Governor Snyder signed the revised emergency manager bill and turned his sights on the ailing city of Detroit by appointing lawyer Kevyn Orr, who'd worked on Chrysler's bankruptcy, to take the helm as Detroit's emergency manager.

No one will argue that Detroit's finances are in good shape and there's nothing to worry about. But is what Governor Snyder and the state legislature did more about union busting than fixing Detroit? After all, anyone who has ever been through bankruptcy can tell you that life after bankruptcy only gets harder.

An average pension for a retired Detroit cop is about $19,000 a year. The firefighters' pensions are slightly more generous and they often have another pension since their schedules of several days on and then off frees them up to hold down side jobs. Neither one receives Social Security because Detroit, like many other municipalities, allowed police and firefighters to opt out of that federal program.

The Michigan constitution is very clear about the sanctity of public pensions. Article 9, Section 24, states that pension obligations may not be "diminished or impaired." So, cutting a public pension is constitutionally prohibited in Michigan and in six other states. A fact that's caught the attention of the Manhattan Institute, a conservative think tank, that wants those states to amend their constitutions.

Snyder's efforts are being watched by the Manhattan Institute and other conservative groups that share its desire for the U.S. Bankruptcy Judge, Steven Rhodes, to decide in the Detroit case that federal law takes precedence over the State constitution so they can keep working to undo the protections afforded public pensions in other states.

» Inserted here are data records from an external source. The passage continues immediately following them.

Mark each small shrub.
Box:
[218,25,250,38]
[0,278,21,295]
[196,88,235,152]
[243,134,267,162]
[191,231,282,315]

Solving the underfunded pension should be the responsibility of the State. Which could mean raising taxes, cutting corporate subsidies and tax breaks or cancelling other pet programs. All are anathema to the Snyder administration.

The great migrations after World War I and World War II attracted waves of African-Americans who fled the crushing poverty of the South where their votes, if they could vote, often didn't count, to come to Detroit for the good jobs in the auto industry. Those jobs are gone and the people have been disenfranchised. Ironically, the car companies have fled South and overseas leaving their workers behind. In Detroit alone, the 296,000 manufacturing jobs that existed in 1950 have been reduced to just under 30,000 now.

These once mostly union jobs created a working middle class, that paid taxes that built schools, parks, recreation facilities, paved the roads, maintained the water system, kept the streetlights on, hired the police, firefighters, teachers and librarians and kept the museums doors open. Their spending also pumped up the economy and provided countless other jobs. And yes, kept revenue flowing into the pension funds.

What's needed is more than a bankruptcy that divvies up the silverware on the Titanic. This will take considerably more of an investment than the $300 million aid package that the Obama administration unveiled last month.

We need state, regional and national policies, along with funding, that will address the long term, systemic problems of cities like Detroit. Sadly, Governor Snyder's bankruptcy plan seems more about weakening unions and protecting corporate subsidies and tax breaks than it does about shoring up Motown for the long haul. This is not just a shame for the people of Detroit, it's a travesty for all Americans.